As Ulster-owned Hurricane Fly was led into the Leopardstown winners' enclosure to a raucous welcome after emulating the great Istabraq with a stirring fourth Irish Champion Hurdle triumph, there was a sense that he might finally be getting the appreciation he deserves.
Just as he had done in reclaiming his Cheltenham crown in dramatic fashion last March, Willie Mullins' exceptional 10-year-old showed that his rare talent is matched only by his inexorable tenacity as he won a record 19th Grade One contest, ahead of another shot at Festival glory.
When Our Conor served it up to him at the last flight in this absorbing encounter, Fly's tenure as top dog looked in danger.
However, despite a mistake at the last, Fly – owned by Rose Boyd from Crossgar and Belfast's George Creighton – got off the canvas to battle back for a brave one-and-a-half-length victory.
What a champion Hurricane Fly is. He came into this €110,000 event on the back of what Mullins described as "the worst bit of work he has ever done" during the week, with a bruised foot identified as the cause for his sub-par showing on the gallops.

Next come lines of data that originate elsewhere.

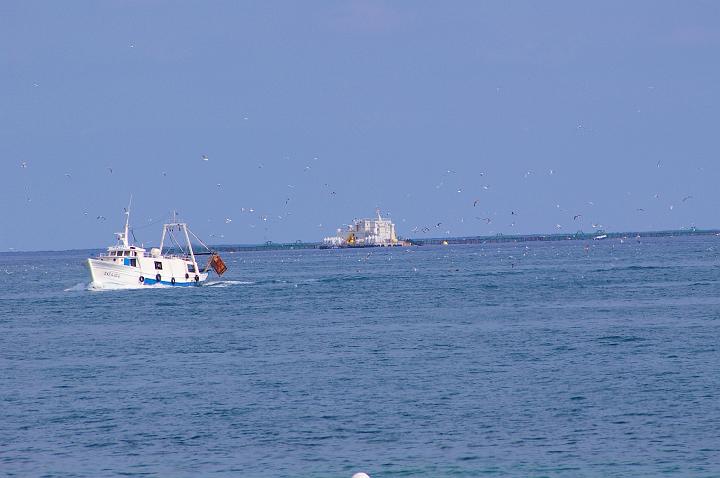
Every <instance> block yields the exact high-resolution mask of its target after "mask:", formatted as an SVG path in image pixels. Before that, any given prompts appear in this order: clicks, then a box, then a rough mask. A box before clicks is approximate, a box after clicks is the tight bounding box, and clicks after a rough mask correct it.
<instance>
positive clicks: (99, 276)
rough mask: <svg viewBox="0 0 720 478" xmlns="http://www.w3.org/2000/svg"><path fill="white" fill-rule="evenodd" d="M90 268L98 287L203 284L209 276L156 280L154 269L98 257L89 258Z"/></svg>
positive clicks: (177, 286)
mask: <svg viewBox="0 0 720 478" xmlns="http://www.w3.org/2000/svg"><path fill="white" fill-rule="evenodd" d="M87 265H88V268H89V269H90V276H91V278H92V282H93V285H95V286H98V287H123V288H131V287H144V286H150V285H156V284H161V285H167V286H172V287H190V286H198V285H200V284H202V283H203V282H204V281H205V280H207V278H208V274H207V273H197V274H195V275H197V277H198V280H197V281H196V280H195V277H194V275H190V277H189V278H187V279H186V278H185V277H184V276H181V277H162V276H161V280H160V281H158V280H156V278H155V277H156V274H153V272H154V271H143V270H142V269H141V268H139V267H132V266H127V265H123V264H117V263H112V262H107V261H101V260H98V259H88V260H87Z"/></svg>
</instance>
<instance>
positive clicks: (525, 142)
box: [0, 0, 720, 251]
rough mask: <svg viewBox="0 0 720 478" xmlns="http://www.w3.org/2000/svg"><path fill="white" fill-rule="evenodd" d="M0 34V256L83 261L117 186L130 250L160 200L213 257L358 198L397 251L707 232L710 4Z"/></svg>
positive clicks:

Incredibly, he emerged with his towering reputation further enhanced, and there was a poignant scene in the enclosure as this most bullish of horses endeared himself to the crowd.
In a moment, he went from his terrier-like self kicking out, to patiently allowing his head be patted by the crowd as his groom Gail Carlisle led him around.

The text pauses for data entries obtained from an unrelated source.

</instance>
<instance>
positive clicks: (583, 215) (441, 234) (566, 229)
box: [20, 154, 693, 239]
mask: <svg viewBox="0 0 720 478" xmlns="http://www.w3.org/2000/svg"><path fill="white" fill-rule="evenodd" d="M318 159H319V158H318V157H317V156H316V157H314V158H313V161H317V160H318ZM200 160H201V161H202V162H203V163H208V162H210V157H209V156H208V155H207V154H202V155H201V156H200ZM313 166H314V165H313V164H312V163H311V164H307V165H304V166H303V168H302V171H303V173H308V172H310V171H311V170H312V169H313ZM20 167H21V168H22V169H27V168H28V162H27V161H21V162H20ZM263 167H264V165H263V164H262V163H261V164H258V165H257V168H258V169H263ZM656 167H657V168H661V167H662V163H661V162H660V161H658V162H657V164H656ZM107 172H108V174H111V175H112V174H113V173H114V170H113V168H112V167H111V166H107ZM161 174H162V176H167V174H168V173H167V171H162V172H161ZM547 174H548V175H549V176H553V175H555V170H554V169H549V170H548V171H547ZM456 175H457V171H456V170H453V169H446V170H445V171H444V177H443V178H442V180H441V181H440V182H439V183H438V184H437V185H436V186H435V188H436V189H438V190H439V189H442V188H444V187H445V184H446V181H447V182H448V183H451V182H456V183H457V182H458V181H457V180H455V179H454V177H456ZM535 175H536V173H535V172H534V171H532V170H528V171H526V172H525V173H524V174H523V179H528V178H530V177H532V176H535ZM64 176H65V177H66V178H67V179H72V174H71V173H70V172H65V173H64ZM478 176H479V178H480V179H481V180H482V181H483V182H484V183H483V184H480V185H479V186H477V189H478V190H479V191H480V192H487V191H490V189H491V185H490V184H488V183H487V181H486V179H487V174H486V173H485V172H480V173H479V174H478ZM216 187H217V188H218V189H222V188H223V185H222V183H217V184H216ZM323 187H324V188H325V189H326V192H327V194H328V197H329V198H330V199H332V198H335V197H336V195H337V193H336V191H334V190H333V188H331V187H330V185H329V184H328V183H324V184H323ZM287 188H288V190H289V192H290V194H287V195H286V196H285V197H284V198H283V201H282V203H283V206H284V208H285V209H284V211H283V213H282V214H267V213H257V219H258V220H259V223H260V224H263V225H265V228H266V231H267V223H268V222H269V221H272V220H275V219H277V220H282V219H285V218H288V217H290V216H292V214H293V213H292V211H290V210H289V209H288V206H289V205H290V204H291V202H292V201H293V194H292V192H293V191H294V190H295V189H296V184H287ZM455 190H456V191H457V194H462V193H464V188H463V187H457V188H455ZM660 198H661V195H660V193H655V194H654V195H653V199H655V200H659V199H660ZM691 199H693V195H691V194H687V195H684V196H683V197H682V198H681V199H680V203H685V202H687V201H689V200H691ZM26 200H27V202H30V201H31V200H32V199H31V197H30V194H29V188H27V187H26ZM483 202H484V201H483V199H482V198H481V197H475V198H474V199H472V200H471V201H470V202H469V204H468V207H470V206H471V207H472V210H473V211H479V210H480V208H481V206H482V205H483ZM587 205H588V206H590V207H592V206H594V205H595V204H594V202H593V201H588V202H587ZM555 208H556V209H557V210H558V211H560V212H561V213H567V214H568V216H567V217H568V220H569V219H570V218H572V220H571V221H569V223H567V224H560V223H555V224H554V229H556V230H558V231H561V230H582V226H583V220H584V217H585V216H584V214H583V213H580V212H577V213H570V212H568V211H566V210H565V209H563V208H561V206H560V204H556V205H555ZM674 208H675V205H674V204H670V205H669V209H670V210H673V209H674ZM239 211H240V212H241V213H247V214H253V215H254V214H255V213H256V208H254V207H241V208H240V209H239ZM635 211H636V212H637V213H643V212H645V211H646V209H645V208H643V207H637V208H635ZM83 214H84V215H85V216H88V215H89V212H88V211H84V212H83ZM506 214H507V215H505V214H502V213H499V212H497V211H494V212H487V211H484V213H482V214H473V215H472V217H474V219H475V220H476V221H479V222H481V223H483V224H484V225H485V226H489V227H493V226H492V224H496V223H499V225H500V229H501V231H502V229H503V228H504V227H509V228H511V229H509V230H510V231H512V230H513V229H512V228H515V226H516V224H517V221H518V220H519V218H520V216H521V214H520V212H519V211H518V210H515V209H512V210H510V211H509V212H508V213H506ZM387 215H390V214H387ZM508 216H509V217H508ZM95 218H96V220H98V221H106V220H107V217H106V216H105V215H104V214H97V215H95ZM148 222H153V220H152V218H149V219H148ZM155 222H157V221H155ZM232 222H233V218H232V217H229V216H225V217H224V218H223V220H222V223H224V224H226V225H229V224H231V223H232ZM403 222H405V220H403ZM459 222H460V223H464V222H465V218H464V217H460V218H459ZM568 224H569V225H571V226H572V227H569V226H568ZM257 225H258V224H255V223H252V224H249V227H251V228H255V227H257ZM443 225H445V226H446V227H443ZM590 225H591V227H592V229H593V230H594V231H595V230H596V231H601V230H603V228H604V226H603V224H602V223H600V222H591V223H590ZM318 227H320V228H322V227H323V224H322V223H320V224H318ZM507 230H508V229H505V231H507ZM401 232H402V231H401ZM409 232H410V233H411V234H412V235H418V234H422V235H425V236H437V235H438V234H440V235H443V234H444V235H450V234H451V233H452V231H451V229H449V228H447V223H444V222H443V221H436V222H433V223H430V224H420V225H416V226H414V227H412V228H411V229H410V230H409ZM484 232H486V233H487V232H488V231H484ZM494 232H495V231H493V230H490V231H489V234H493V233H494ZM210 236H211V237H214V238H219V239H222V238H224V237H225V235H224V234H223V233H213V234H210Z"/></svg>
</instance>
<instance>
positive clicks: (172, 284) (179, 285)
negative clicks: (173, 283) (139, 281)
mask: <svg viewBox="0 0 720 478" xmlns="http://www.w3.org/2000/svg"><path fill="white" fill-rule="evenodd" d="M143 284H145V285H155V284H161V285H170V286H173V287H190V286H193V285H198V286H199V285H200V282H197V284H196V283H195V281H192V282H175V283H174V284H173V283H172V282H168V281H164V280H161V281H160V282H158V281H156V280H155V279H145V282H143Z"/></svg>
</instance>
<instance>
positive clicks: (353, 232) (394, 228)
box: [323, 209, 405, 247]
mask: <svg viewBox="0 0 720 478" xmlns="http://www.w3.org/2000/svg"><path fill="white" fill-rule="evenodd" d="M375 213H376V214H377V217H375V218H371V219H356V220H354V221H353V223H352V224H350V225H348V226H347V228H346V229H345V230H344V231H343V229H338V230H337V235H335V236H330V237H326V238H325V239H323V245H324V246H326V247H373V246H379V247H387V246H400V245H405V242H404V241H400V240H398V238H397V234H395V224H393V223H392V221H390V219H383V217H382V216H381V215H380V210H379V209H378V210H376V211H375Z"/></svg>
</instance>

"I have huge respect for the horse, and he is just where you'd want him to be now ahead of Cheltenham," said Mullins.
Walsh, who punched the air as he passed the post, added: "He has always had heart; he has stamina, he has pace and he jumps – he is the perfect racehorse."
After stretching his unbeaten record at Leopardstown to eight, Fly was trimmed to 5/2 for a third Champion Hurdle in March.